Product Recommendation by Image Similarity

Hello everyone.

It’s BASIC but useful.

Take a look at this post to see how comfortable and practical was to make some product recommendation with image similarity using Python 3.6 and some libraries.

It was used Fashion MNIST. It’s a kind of Digits MNIST based Fashion dataset.

I like the results of the post and used it on production in my work to do the same as this post objective: Product Recommendation by Distance Image Similarity.

See my GitHub repository for sources.

Contents

Intro

For understanding, here goes the process step of this application:

Create / Training Model / Create Recommendations

Feature extraction
- Using ResNet50
Training
- Using all extracted features
- Create a train set of features
Model predict
- Using all the test set
Save the predicts
- Create a recommendation set

Inference

Feature extraction
- Using ResNet50
Model predict
- Load model and weights
Predicts
- Using the image of the inference
Recommendation
- Get the nearest features from recommendation set

It was tested over 3/12/50/100 thousand CGI product images to train the categorical model to obtain the result and had a good result and so assertive.

What you’ll see in this post:

Fashion MNIST dataset;
Model creation and feature extraction using ResNet50 with ImageNet;
One Hot Encoding for products’ classes;
Prevent imbalanced dataset;
Model creation, classification and feature extraction using Sequential Model;
Hyper Parameters and Train the data;
Inference and distance similarity of features.

Among the items above, you’ll see some practices of normalizations, learning and accuracy curves, image plots of inference/results, etc.

This application was created and validated using Nvidia GTX 1050 Ti GPU with 4GB memory and Nvidia Tesla K80 with 24gb memory.

Imports

Here go all the imports used in this example.

from time import time
import matplotlib.pyplot as plt
from matplotlib import cm
import json

import numpy as np
from PIL import Image
from tqdm import tqdm

import tensorflow as tf
from keras.callbacks import TensorBoard

from sklearn.preprocessing import LabelEncoder, StandardScaler
from scipy.spatial import distance

from keras import datasets
from keras.models import Sequential, Model
from keras.layers import Dense, Dropout
from keras.preprocessing import image
from keras.applications.resnet50 import ResNet50, preprocess_input
from keras.activations import relu, softmax
from keras.optimizers import Adam
from keras.losses import categorical_crossentropy
from keras import utils as kutils
from keras import backend as K

I used the following version:

sklearn: 0.19.2
scipy: 1.1.0
keras: 2.2.2
tensorflow-gpu: 1.10.1
CUDA: 9.0

Dataset

Below you can see how to get the data using Keras datasets.

I’m using Keras in this case, but you can download or create your dataset for this post.

This Keras dataset was separated in Train and Test samples.

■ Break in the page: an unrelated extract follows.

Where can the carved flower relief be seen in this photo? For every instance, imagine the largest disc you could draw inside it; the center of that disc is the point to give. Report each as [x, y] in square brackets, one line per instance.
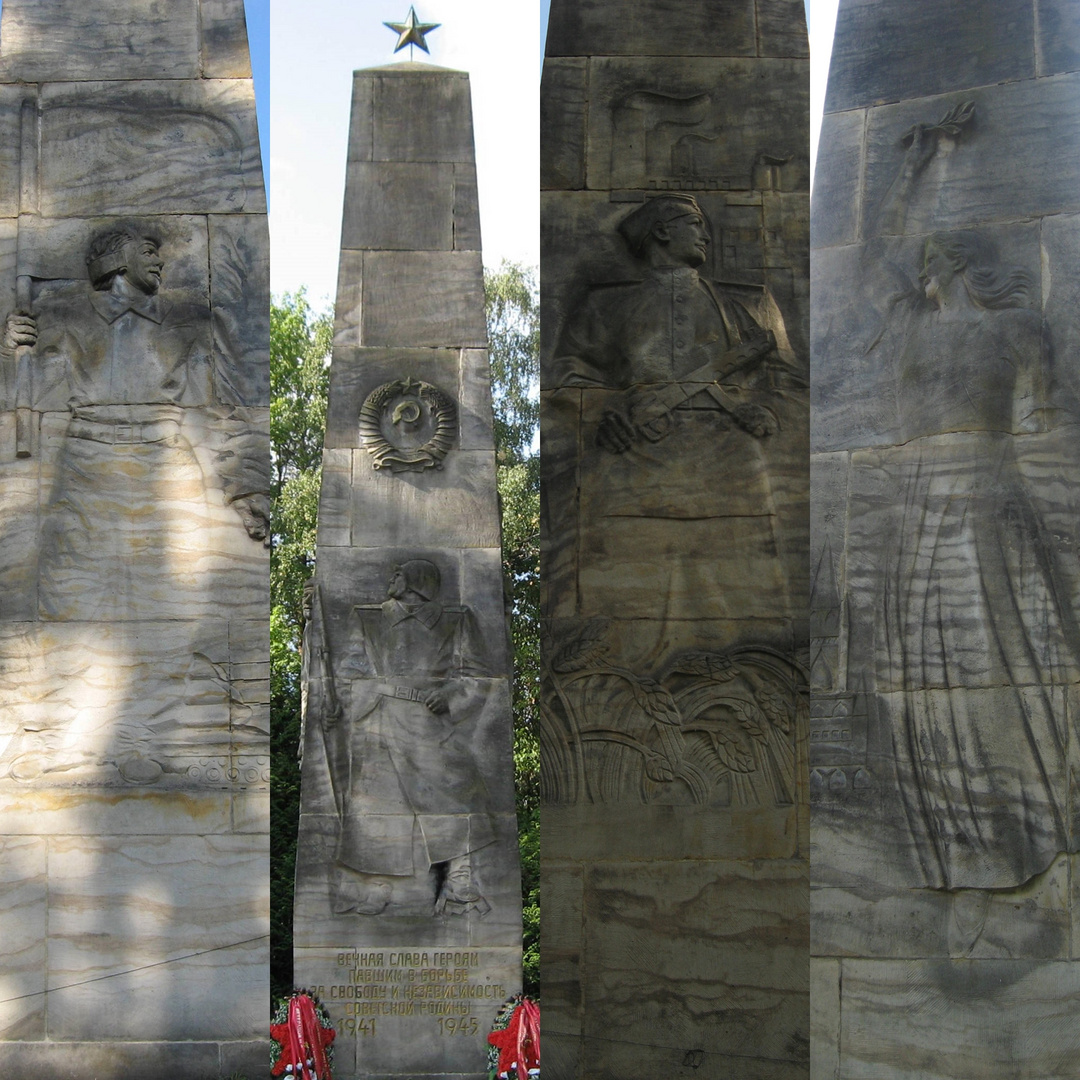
[408, 426]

There are 60k Train images and 10k Test images.

(x_train, y_train), (x_test, y_test) = datasets.fashion_mnist.load_data()

It’s an MNIST based dataset, therefore, you can use Digits MNIST in this same example, just change the code above for the one below.

(x_train, y_train), (x_test, y_test) = datasets.mnist.load_data()

And all the example will run with digits images, instead of fashion images.

Image Feature Extractor Model

Now, extract the features from all dataset images to categorize them in their classes.
But first, let’s create our ResNet50 feature extractor model.

config = tf.ConfigProto()
tf.Session(config=config)

model_fe = ResNet50(
	weights='imagenet',
	pooling='avg',
	include_top=False
)

def feature_extract(img):
	img = Image.fromarray(cm.gray(img, bytes=True))
	img = img.resize((224, 224))
	img = img.convert('RGB')
	
	x = image.img_to_array(img)
	x = np.expand_dims(x, axis=0)
	x = preprocess_input(x)
	
	feature = model_fe.predict(x)[0]
	return feature

First, prepare the TensorFlow configuration.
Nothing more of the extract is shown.